Devlet Bahçeli, en çok şehit veren illerden olan Osmaniye'nin ihanetin nasıl bir kötülük olduğunu iyi bildiğini, anaların gözlerinden akan yaşların kentte adeta nehre dönüştüğünü vurguladı.
FETÖ'den aldıkları emirle 15 Temmuz gecesi işgale teşebbüs edenlerin 251 vatan evladını şehit ettiğini anımsatan Bahçeli, milletin fedakarlığıyla ve muazzam direnişiyle işgalin durdurulduğunu, hainlerin hak ettiği cezaları bulduğunu belirtti.
Bahçeli, "Bir yanda bölücü terör örgütünün saldırıları diğer yanda FETÖ'nün devleti içten çökertme ve istila emelleri, bir yandan küresel güçlerin PYD/YPG'ye para, silah ve siyasi destek vererek terör devleti kurdurma çabaları, diğer yanda Türkiye'nin önünü kesme, elini kolunu bağlama girişimleri. Bir yanda döviz saldırıları, kur oyunları, ekonomik terör yanında patlıcan, soğan, patates bahanesiyle Türkiye'nin altını oyma hevesleri... Bir yanda zillet, diğer yanda millet. Bir yanda bela, diğer yanda beka. Türkiye'yi teslim alamayacaklar. Türk milletine diz çöktüremeyecekler. Al bayrağı indiremeyecekler, vatanı bölemeyecekler." değerlendirmesinde bulundu.
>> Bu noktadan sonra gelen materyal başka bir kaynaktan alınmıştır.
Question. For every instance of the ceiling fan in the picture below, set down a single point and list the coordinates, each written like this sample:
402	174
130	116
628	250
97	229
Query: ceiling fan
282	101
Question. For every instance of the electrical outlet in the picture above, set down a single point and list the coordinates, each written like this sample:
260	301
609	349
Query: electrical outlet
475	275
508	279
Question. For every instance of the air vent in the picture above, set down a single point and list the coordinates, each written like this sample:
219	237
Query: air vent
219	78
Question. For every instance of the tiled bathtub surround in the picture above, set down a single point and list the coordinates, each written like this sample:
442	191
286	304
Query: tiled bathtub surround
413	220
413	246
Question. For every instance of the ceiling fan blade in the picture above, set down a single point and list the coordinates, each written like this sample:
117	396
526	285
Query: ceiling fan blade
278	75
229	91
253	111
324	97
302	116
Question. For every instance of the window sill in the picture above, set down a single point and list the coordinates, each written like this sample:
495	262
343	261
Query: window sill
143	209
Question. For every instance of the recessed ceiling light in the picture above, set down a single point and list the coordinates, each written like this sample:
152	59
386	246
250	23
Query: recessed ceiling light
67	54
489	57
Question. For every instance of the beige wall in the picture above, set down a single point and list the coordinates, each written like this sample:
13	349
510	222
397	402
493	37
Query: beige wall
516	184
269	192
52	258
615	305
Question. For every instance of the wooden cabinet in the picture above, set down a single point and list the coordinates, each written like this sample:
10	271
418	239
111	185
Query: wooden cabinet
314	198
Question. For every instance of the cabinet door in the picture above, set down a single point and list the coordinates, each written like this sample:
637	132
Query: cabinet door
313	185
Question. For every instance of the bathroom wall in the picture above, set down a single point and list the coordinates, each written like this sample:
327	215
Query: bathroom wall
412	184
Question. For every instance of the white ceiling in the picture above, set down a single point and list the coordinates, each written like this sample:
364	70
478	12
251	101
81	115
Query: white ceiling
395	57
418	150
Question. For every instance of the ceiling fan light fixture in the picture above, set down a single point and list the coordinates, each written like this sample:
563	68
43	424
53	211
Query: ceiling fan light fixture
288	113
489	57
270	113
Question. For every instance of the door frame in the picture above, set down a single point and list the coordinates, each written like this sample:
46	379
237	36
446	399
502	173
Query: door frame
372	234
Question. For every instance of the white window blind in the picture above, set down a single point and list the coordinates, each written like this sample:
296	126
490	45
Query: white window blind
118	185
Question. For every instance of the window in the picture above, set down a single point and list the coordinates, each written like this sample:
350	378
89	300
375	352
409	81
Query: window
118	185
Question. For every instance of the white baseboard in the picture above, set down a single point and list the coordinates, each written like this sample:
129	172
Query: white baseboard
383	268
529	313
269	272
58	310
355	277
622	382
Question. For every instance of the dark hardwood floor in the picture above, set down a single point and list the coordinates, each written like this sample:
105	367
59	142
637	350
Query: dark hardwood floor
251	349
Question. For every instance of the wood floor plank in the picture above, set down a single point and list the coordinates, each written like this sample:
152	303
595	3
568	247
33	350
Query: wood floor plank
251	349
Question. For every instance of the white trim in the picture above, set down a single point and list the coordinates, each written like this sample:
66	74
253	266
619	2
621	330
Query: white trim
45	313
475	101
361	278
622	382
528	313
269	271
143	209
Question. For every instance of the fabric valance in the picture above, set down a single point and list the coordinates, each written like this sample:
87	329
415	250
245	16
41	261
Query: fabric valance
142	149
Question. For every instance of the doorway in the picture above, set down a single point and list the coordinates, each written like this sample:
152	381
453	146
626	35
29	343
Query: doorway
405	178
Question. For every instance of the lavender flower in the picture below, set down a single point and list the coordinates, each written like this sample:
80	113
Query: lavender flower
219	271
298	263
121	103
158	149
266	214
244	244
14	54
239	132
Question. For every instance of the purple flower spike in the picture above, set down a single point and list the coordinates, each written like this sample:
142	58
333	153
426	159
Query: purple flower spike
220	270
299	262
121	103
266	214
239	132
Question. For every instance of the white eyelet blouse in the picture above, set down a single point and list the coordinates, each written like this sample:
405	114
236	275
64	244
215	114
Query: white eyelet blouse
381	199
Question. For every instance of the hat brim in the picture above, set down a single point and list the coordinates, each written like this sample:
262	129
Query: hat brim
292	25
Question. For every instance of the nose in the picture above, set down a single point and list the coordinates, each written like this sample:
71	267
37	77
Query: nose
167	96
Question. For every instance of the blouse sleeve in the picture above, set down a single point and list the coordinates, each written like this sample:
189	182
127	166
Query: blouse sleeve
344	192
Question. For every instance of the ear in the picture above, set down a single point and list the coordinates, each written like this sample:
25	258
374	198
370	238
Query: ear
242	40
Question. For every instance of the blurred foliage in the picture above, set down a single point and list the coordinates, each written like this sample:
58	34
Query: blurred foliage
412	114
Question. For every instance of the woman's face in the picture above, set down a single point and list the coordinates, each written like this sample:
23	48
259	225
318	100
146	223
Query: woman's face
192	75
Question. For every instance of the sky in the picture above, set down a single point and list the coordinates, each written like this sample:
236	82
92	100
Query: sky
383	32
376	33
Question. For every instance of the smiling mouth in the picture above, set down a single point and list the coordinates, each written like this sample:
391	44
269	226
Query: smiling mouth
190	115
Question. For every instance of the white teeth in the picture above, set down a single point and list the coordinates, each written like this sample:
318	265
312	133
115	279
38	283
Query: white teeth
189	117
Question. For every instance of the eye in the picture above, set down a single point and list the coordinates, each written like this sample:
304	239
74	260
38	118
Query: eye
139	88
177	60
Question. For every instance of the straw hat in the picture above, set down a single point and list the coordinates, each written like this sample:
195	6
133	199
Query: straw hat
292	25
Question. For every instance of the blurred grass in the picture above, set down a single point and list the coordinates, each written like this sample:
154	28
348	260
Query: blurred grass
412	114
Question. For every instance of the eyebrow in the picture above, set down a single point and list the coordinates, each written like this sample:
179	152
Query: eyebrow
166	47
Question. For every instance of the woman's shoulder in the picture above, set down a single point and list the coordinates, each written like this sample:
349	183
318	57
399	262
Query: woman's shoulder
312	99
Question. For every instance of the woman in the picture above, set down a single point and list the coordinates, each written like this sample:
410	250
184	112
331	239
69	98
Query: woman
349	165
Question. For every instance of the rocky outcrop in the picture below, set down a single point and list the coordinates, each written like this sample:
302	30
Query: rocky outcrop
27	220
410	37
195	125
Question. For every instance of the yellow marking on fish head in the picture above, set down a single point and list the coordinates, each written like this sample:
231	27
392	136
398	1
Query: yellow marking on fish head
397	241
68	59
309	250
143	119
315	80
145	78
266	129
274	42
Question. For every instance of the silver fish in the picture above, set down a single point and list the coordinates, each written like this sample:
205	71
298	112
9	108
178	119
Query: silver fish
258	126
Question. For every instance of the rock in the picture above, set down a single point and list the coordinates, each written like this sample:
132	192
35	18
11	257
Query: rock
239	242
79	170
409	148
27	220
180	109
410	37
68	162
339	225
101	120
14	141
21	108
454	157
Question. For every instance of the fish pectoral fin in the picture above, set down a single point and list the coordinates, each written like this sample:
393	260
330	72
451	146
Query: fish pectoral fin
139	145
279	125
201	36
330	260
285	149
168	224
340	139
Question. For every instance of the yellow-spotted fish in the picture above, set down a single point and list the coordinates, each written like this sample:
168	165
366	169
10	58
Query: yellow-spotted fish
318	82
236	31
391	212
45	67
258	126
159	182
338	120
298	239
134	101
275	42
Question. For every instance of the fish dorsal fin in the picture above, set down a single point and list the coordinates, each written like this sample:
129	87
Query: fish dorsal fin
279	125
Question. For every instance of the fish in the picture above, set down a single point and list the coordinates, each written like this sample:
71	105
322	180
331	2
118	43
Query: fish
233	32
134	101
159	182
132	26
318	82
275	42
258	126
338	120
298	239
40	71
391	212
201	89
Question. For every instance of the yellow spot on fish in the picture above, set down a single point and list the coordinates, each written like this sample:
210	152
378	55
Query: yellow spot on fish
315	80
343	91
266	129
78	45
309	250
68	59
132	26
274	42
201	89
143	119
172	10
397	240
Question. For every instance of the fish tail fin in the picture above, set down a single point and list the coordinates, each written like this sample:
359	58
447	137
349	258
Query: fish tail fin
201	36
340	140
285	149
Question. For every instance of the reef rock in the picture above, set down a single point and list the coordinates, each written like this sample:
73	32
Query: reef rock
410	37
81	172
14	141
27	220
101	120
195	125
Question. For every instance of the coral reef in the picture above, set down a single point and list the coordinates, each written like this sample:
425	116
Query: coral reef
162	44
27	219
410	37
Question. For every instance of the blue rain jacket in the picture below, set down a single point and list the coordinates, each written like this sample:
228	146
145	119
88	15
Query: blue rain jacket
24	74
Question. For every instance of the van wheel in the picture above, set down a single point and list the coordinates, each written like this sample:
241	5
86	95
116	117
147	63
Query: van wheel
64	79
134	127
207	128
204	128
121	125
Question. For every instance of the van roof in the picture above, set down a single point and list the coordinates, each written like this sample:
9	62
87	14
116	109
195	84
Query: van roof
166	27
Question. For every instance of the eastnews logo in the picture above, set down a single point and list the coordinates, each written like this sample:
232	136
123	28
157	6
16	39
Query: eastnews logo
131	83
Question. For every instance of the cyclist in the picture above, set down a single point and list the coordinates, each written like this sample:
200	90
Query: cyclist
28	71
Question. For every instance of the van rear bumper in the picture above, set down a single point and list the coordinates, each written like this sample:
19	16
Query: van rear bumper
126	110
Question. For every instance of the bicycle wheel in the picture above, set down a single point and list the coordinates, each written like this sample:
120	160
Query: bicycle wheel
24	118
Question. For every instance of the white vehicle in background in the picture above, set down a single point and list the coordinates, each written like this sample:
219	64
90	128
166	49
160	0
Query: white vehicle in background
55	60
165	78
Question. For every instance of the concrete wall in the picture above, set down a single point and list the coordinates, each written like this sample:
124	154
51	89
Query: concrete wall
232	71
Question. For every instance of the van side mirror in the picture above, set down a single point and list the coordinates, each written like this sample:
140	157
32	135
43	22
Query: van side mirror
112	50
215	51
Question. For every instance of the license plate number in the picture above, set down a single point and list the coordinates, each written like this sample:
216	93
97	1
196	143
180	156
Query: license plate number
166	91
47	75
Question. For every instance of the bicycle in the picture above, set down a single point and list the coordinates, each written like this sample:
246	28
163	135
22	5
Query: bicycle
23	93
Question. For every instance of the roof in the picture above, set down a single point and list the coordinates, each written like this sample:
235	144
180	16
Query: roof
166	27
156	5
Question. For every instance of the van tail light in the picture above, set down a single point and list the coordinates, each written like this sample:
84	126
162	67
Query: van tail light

"Eğer milli sevdamızdan taviz verirsek, eğer beka davamızdan ayrı düşersek, eğer niyetimizin hak ve hakikat mücadelesinde geriye kalırsak hayat bize zehir olsun." ifadesini kullanan Bahçeli, sözlerini şöyle sürdürdü:
"Biliniz ki Türkiye'nin var olan ve gittikçe büyüyen beka sorunlarına göğüs gerebilmek için AK Parti ile Cumhur İttifakı'nda buluştuk. 7 düvele karşı güç birliği yaptık. Hükümet sisteminde yeni bir reform ihtiyaç duyulduğundan Cumhurbaşkanlığı Hükumet Sistemi'ne geçişi sizlerin onayıyla sağladık. Kapımıza dayanan zulmeti tesirsiz hale getirmek için, yeni hükümet sistemini çare olarak değerlendirdik. 7 Ağustos Yenikapı ruhunu her alana teşmil etmek istedik çünkü milli bekamız ağır risk ve tehditlerin odağındaydı. Türk devletinin hızlı karar alabilmesi, hain saldırılara anında cevap verebilmesi, azgınlaşan tehlikelere karşı aşılmaz kale gibi durması gerekiyordu. İşte Cumhurbaşkanlığı Hükümet Sistemi'yle bunu başardık, devletteki çok başlılığa son verildi milli birlik ve beraberlik teyit edildi."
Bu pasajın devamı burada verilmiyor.